Wednesday, March 12, 2014

The Case against Enlightenment

A different and potentially more serious problem with the World's goal of mastery over itself is our success in doing so. What happens when ordinary citizens and individuals join forces with the aim of perfection as its pursuit? The desire to control ourselves reveals a dangerous kind of arrogance that could lead to various unpleasant consequences. These include:

  • an increase in our moral burdens to do an inflation of our moral responsibility,
  • a decrease in our ability to promote a sense of community and togetherness,
  • and the emergence of a society unable to adjust to the unexpected or disagreeable elements it might face.
The more the World tries to achieve its goal of self-mastery by deciding exactly what the next generation of enlightened beings will be (the more it involves itself in determining which super-foods folks should eat, which educational reforms lead to enlightened thinking, which exercises promote physical, emotional, and spiritual evolution, and so forth), the more it burdens itself with a significant degree of moral responsibility over what constitutes evolvement for all of the World's citizens. The more the World does this, the more the World removes the ability of such persons to form their own judgments on enlightenment. The more the World does this, the more inflexible the World makes itself in dealing with the anomalies that will inevitably arise. And given what history has shown us, it seems quite reasonable that such things are happening and will continue to happen, regardless of whether they are brought about by the 'Gluten-free, yoga practicing, Vegan World' or not. 

So, should we conclude that the World's goal of mastery is morally wrong? As it stands, no. Let's focus for a moment on a particular argumentative strategy. Our objective is the moral evaluation of a particular goal. And our tactic in determining what distinguishes good goals from bad ones is to consider the likely consequences that would ensue if that goal were adopted. This is a fine approach as far as it goes, but it opens itself up to the counterargument that the good things likely to result from pursuing the goal have been ignored or at least downplayed. If, instead, they're given their proper due, so the counterargument goes, it'll be seen that they outweigh the bad things that are likely to happen. 

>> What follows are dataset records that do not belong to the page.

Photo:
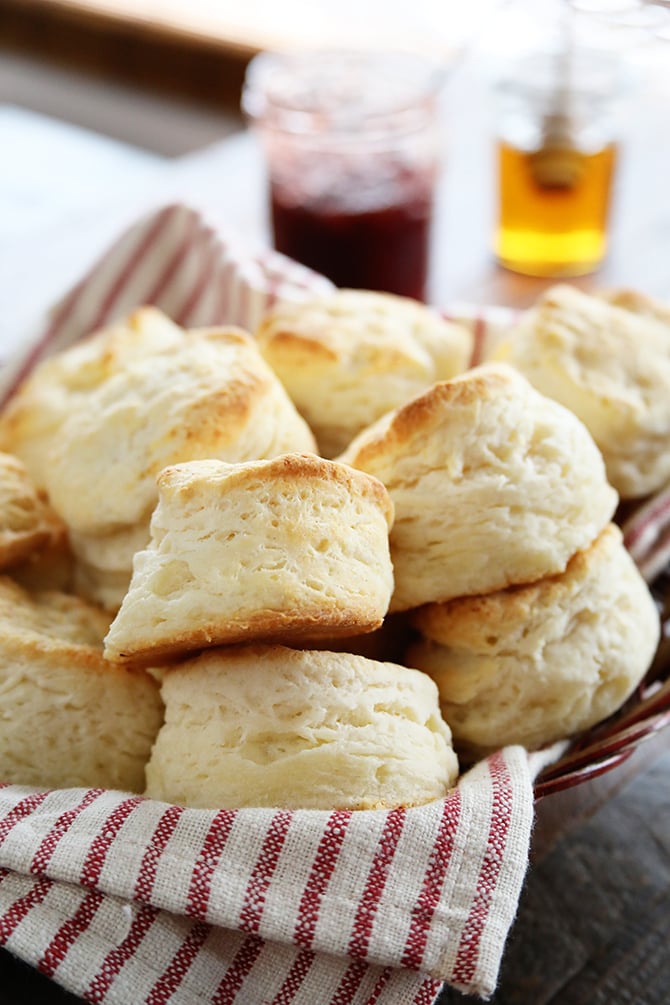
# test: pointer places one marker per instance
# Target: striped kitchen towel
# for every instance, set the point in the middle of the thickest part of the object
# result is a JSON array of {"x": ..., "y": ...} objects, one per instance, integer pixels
[{"x": 127, "y": 900}]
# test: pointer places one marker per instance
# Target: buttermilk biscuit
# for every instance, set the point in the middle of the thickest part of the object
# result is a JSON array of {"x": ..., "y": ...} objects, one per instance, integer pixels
[
  {"x": 535, "y": 663},
  {"x": 27, "y": 523},
  {"x": 347, "y": 358},
  {"x": 295, "y": 548},
  {"x": 492, "y": 484},
  {"x": 609, "y": 362},
  {"x": 68, "y": 718},
  {"x": 30, "y": 425},
  {"x": 103, "y": 564},
  {"x": 211, "y": 396},
  {"x": 266, "y": 726}
]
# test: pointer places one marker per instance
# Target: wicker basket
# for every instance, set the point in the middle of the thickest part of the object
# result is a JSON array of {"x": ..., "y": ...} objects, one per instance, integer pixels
[{"x": 609, "y": 744}]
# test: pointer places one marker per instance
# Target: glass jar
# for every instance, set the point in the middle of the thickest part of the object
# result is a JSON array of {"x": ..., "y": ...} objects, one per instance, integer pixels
[
  {"x": 352, "y": 147},
  {"x": 557, "y": 140}
]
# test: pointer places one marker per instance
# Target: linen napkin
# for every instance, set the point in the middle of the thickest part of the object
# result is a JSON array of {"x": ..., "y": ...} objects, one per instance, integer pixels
[{"x": 125, "y": 899}]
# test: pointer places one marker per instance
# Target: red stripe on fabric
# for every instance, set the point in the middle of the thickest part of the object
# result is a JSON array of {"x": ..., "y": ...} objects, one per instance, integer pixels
[
  {"x": 478, "y": 336},
  {"x": 164, "y": 830},
  {"x": 63, "y": 313},
  {"x": 170, "y": 982},
  {"x": 273, "y": 278},
  {"x": 238, "y": 971},
  {"x": 350, "y": 983},
  {"x": 431, "y": 887},
  {"x": 116, "y": 960},
  {"x": 428, "y": 992},
  {"x": 69, "y": 932},
  {"x": 263, "y": 870},
  {"x": 244, "y": 303},
  {"x": 174, "y": 262},
  {"x": 468, "y": 947},
  {"x": 224, "y": 281},
  {"x": 18, "y": 812},
  {"x": 197, "y": 900},
  {"x": 294, "y": 978},
  {"x": 126, "y": 272},
  {"x": 49, "y": 842},
  {"x": 319, "y": 876},
  {"x": 94, "y": 860},
  {"x": 184, "y": 315},
  {"x": 639, "y": 526},
  {"x": 21, "y": 908},
  {"x": 362, "y": 929}
]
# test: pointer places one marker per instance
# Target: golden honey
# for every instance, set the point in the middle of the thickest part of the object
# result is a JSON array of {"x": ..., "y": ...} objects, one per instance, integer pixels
[{"x": 553, "y": 205}]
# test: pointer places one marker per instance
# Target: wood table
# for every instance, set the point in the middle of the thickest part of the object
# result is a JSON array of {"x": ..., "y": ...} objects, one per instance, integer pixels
[{"x": 595, "y": 912}]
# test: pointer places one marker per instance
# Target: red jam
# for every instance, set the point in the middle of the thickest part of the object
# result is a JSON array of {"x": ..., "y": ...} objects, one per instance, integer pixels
[{"x": 383, "y": 247}]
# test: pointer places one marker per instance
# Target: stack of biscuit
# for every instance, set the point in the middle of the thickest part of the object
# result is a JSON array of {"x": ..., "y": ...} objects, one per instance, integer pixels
[
  {"x": 96, "y": 423},
  {"x": 530, "y": 615},
  {"x": 67, "y": 716},
  {"x": 250, "y": 519},
  {"x": 607, "y": 358}
]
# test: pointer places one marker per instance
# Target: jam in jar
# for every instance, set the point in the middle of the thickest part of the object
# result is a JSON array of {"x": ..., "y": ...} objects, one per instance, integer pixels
[{"x": 352, "y": 147}]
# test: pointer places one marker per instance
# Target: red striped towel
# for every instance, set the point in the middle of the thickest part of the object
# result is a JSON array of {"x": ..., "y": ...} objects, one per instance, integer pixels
[{"x": 128, "y": 900}]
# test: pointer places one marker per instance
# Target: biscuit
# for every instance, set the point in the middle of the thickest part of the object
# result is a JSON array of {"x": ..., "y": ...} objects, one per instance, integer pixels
[
  {"x": 295, "y": 548},
  {"x": 27, "y": 523},
  {"x": 97, "y": 422},
  {"x": 103, "y": 564},
  {"x": 608, "y": 360},
  {"x": 210, "y": 396},
  {"x": 492, "y": 484},
  {"x": 347, "y": 358},
  {"x": 535, "y": 663},
  {"x": 267, "y": 726},
  {"x": 68, "y": 718},
  {"x": 30, "y": 424}
]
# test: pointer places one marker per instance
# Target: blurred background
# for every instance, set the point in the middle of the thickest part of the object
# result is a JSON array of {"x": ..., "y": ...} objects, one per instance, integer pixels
[{"x": 100, "y": 97}]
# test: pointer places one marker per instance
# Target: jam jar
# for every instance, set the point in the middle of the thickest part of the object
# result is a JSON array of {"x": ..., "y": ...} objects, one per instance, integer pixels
[{"x": 352, "y": 145}]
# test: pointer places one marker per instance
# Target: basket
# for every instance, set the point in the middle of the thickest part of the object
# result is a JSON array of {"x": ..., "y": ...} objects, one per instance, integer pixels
[{"x": 612, "y": 742}]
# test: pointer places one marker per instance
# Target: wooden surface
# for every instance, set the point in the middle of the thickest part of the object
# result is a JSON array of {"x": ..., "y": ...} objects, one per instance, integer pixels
[{"x": 593, "y": 920}]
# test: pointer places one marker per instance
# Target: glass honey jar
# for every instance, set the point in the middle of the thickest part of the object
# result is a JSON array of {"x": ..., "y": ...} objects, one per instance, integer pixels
[{"x": 557, "y": 148}]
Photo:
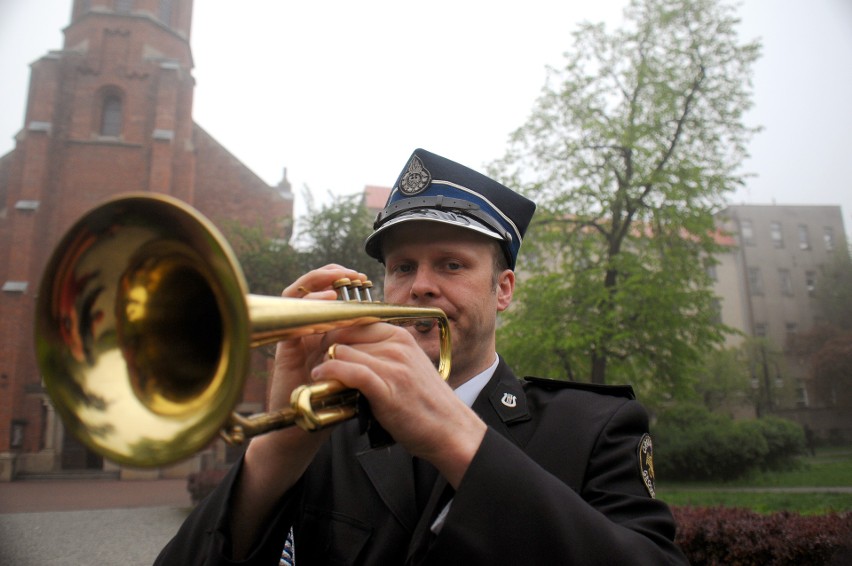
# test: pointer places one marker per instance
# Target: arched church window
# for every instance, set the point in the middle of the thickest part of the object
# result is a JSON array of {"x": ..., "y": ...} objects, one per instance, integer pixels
[
  {"x": 123, "y": 6},
  {"x": 111, "y": 116}
]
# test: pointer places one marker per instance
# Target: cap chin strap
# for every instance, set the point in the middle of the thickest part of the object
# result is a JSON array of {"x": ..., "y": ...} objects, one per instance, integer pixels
[{"x": 442, "y": 203}]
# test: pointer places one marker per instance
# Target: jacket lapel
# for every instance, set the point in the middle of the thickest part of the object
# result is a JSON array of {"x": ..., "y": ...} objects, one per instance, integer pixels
[{"x": 390, "y": 472}]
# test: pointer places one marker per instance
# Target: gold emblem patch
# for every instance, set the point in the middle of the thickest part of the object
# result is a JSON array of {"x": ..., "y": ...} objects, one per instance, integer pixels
[
  {"x": 646, "y": 464},
  {"x": 415, "y": 179}
]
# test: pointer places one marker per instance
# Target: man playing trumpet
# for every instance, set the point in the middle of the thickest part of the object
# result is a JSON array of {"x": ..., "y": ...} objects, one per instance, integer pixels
[{"x": 484, "y": 468}]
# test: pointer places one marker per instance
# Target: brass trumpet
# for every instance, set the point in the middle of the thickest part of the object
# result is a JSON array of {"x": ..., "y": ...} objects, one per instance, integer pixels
[{"x": 144, "y": 327}]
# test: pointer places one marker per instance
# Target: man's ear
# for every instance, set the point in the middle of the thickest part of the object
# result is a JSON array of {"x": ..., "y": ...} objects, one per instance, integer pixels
[{"x": 505, "y": 289}]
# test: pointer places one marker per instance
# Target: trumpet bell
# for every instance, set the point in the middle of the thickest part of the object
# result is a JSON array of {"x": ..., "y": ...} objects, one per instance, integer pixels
[
  {"x": 144, "y": 327},
  {"x": 142, "y": 346}
]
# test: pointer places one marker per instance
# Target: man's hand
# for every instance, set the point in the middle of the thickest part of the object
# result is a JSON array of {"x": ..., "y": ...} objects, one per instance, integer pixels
[{"x": 406, "y": 394}]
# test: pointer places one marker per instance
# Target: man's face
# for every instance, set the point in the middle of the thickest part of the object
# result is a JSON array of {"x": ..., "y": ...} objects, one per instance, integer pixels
[{"x": 436, "y": 265}]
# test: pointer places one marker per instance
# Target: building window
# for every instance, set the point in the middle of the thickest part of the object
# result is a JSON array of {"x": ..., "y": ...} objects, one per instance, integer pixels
[
  {"x": 111, "y": 116},
  {"x": 755, "y": 282},
  {"x": 776, "y": 235},
  {"x": 828, "y": 237},
  {"x": 804, "y": 237},
  {"x": 166, "y": 12},
  {"x": 801, "y": 394},
  {"x": 791, "y": 329},
  {"x": 786, "y": 282},
  {"x": 716, "y": 306},
  {"x": 123, "y": 6},
  {"x": 810, "y": 282},
  {"x": 747, "y": 231}
]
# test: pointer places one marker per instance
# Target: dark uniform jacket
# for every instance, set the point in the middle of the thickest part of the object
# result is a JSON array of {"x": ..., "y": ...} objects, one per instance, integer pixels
[{"x": 556, "y": 480}]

When it comes to the World, this response amounts first to acknowledging the bad things that are likely to result from the World's efforts to control the emergence of enlightenment. But then goes on to emphasize the good things that will also likely ensue, suggesting that they outweigh the bad. These good things will no doubt include saving or prolonging the lives of millions of people who still eat fast food, processed food, and who drink water from plastic bottles, which contaminate the entire planet. When the good of these saved lives is weighted against the bad of the World's increased moral responsibility and inflexibility, and even its interference with intrinsically valuable personal growth processes, it clearly seems that the former trumps the latter. 

Now should we conclude that the World's goal of mastering enlightenment principles isn't morally wrong? That, in fact, it might even be morally right? Believe it or not, the answer again is no. This is because of the inherent limitations on any speculation about the consequences of pursuing a specific goal. The problem is that the speculation is, well, speculative. What does this line of thinking amount to? The moral status of some goals is determined by the actual (versus the likely) consequences of following the goal. That's all well and good, of course, but it makes evaluating goals prior to their adoption difficult and speculative, at best. 

Where does this leave us? While some goals might be inherently bad, that is, bad regardless of a consideration of further factors, the goal of mastering ourselves is not like this. A consideration of the further relevant factors that would help us determine its moral status, however, has proved inconclusive (mostly because I don't feel like expounding on them this morning). So on this count, at least, the World has a get-out-of-enlightenment-free card.